The problem for both Haiti and the Philippines is that even before the 2010 earthquake and Typhoon Yolanda, people were living in entrenched poverty. The economies of both disaster-ravaged areas were largely dependent on agriculture. For both industrial manufacturing is limited and infrastructure is underdeveloped. It is unrealistic to expect disaster relief to solve socio-economic problems that were decades, if not centuries, in the making.

Ineptitude and incompetence

On another note, the response to Hurricane Matthew may yet have another set of unexpected consequences. If it goes seriously wrong, it could be a serious political liability for Hillary Clinton’s presidential campaign.

The Bill, Hillary and Chelsea Clinton Foundation, as it’s now called, was at the forefront of “building back better” for Haiti after the 2010 earthquake. Millions of dollars were channelled through the foundation, and Hillary Clinton is on record as describing the Haitian relief efforts as a “road test” that would act as a model for relief and development efforts.

Here we go again? Capt. Tyler Hopkins/USMC/EPA

But NGOs’ response to Haiti’s crises have come in for plenty of criticism. Some critics have derided so-called “disaster capitalism” – the phenomenon by which huge quantities of money funnelled into post-disaster reconstruction somehow never manage to improve the lives of the people their funders are meant to help.

Chelsea Clinton, meanwhile, wrote her parents a now-notorious account of the ineptitude and negligence that marked the international response to the earthquake. Referring to the chaotic and uncoordinated UN and NGO efforts she saw on a fact-finding visit to Haiti, she wrote: “To say I was profoundly disturbed by what I saw – and didn’t see – would be an understatement. The incompetence is mind numbing.”

The long haul

In the aftermath of this latest disaster, Oxfam, the Red Cross and The Clinton Foundation have already launched emergency appeals for donations for Matthew’s victims. But unless international aid focuses on those that need it most and sets a higher bar for success than bare subsistence, the residents of Haiti’s vulnerable coastal communities will remain permanently exposed to the ravages of “natural” disasters.

Aid agencies should also stay attached to poor communities for the long haul.
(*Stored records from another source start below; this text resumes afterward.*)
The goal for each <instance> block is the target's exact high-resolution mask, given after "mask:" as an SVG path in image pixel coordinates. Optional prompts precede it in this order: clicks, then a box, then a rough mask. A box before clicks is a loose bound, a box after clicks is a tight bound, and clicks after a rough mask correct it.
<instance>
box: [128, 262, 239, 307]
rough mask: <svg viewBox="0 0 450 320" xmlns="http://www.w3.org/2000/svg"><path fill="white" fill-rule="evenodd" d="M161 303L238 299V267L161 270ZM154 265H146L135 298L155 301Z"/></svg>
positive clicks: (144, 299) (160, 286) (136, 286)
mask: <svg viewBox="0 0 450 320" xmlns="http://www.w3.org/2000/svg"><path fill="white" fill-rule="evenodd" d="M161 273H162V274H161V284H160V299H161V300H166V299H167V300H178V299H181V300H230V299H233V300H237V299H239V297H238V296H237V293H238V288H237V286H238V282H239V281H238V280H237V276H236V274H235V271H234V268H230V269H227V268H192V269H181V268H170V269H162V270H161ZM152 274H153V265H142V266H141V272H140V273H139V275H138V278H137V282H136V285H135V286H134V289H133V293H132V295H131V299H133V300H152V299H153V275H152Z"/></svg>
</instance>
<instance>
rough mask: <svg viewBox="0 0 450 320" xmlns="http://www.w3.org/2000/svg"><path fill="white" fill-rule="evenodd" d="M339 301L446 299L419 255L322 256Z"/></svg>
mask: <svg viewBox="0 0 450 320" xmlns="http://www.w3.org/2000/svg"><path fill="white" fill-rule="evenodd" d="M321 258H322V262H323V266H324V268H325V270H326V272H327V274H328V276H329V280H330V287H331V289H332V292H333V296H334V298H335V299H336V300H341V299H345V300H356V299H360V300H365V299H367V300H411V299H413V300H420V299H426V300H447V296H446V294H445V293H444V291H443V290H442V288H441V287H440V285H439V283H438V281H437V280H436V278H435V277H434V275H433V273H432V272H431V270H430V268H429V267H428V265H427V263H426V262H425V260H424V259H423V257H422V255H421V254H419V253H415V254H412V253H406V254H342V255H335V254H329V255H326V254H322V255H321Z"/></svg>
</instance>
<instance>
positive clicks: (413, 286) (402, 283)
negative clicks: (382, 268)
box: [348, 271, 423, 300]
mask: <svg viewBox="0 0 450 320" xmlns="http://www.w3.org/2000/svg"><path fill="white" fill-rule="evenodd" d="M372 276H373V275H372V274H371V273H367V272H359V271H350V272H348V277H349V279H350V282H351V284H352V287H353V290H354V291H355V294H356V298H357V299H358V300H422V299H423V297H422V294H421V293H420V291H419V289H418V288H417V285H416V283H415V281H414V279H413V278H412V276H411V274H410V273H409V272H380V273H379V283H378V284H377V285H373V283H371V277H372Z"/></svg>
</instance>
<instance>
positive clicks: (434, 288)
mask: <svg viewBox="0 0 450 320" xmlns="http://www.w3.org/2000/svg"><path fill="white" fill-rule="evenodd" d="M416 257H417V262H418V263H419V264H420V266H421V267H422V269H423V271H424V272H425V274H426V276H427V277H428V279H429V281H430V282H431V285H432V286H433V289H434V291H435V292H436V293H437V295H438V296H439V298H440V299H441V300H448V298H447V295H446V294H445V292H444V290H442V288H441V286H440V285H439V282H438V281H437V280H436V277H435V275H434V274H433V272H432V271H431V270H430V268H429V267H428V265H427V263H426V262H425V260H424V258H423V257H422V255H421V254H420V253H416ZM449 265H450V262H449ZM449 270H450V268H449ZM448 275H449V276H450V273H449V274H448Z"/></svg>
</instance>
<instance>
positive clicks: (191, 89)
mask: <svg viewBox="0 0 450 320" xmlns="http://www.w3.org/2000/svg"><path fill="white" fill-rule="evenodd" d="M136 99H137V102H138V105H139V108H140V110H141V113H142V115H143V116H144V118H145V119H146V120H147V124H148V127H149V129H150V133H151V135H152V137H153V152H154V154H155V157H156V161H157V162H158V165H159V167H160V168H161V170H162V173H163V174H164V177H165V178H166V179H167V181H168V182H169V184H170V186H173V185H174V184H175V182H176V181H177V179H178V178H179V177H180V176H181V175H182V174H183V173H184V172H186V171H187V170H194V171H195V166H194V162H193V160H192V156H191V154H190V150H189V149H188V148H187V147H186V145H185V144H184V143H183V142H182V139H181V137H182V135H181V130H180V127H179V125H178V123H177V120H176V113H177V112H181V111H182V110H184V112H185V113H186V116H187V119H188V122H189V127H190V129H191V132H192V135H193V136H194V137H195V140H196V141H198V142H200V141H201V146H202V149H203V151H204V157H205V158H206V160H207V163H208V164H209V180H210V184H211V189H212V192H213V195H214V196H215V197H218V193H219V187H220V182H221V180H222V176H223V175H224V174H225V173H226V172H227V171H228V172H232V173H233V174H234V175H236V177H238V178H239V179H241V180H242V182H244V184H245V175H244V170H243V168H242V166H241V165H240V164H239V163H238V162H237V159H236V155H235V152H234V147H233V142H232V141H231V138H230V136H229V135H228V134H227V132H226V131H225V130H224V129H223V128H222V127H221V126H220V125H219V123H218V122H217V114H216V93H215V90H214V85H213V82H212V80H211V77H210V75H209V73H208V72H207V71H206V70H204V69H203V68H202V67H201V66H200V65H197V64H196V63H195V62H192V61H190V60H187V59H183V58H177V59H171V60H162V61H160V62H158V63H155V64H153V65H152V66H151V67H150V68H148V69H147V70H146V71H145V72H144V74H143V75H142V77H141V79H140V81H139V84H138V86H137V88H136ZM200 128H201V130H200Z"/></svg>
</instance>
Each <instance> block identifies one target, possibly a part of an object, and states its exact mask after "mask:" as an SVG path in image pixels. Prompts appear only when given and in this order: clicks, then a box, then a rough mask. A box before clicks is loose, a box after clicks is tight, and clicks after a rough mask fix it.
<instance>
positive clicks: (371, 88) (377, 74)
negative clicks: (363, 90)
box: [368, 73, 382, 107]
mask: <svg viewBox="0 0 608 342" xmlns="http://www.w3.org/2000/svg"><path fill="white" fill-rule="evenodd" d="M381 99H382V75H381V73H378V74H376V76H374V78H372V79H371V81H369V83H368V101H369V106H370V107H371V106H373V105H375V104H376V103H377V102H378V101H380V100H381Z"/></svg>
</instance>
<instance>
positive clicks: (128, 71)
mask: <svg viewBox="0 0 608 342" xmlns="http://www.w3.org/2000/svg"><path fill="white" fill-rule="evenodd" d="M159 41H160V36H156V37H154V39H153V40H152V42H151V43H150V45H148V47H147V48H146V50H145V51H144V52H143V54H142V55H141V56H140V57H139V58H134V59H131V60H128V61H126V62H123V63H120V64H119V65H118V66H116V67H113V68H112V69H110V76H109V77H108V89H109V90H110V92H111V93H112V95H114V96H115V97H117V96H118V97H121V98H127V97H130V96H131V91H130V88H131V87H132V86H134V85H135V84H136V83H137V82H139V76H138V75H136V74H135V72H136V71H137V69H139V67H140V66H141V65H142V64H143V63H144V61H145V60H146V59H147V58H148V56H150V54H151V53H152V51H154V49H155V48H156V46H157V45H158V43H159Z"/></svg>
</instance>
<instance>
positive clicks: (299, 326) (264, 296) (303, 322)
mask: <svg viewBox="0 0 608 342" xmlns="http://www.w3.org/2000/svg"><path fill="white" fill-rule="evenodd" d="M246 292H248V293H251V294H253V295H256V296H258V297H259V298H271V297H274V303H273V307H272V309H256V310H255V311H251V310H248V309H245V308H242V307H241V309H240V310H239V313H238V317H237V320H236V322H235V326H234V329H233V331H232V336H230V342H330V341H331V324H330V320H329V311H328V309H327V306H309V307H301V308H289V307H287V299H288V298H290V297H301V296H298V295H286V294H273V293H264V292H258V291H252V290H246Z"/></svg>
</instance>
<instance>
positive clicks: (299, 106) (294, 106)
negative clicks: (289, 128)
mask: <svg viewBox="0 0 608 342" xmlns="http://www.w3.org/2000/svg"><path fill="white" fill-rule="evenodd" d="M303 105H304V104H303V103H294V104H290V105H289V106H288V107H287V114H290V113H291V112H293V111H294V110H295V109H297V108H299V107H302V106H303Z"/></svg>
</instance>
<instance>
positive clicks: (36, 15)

If they don’t, rehabilitation projects become “orphaned” and vulnerable communities slip back into destitution. This is obviously a significant challenge to aid agencies and the resources they have at their disposal, and there’s always another headline-making disaster that needs immediate money and attention.

Above all, we need to remember that earthquakes and hurricanes may be natural, but the scale of their impact is man-made. To genuinely build back better, the international community needs to take a much harder look at why the rich stay rich and the poor get poorer. That would demand a fundamental reallocation of wealth and power.

Until that happens, poor people and nations will be forever vulnerable and the rich will always be appeasing their conscience with international aid. At the very least, we can but hope that Matthew will prompt a reassessment of what building back better actually means.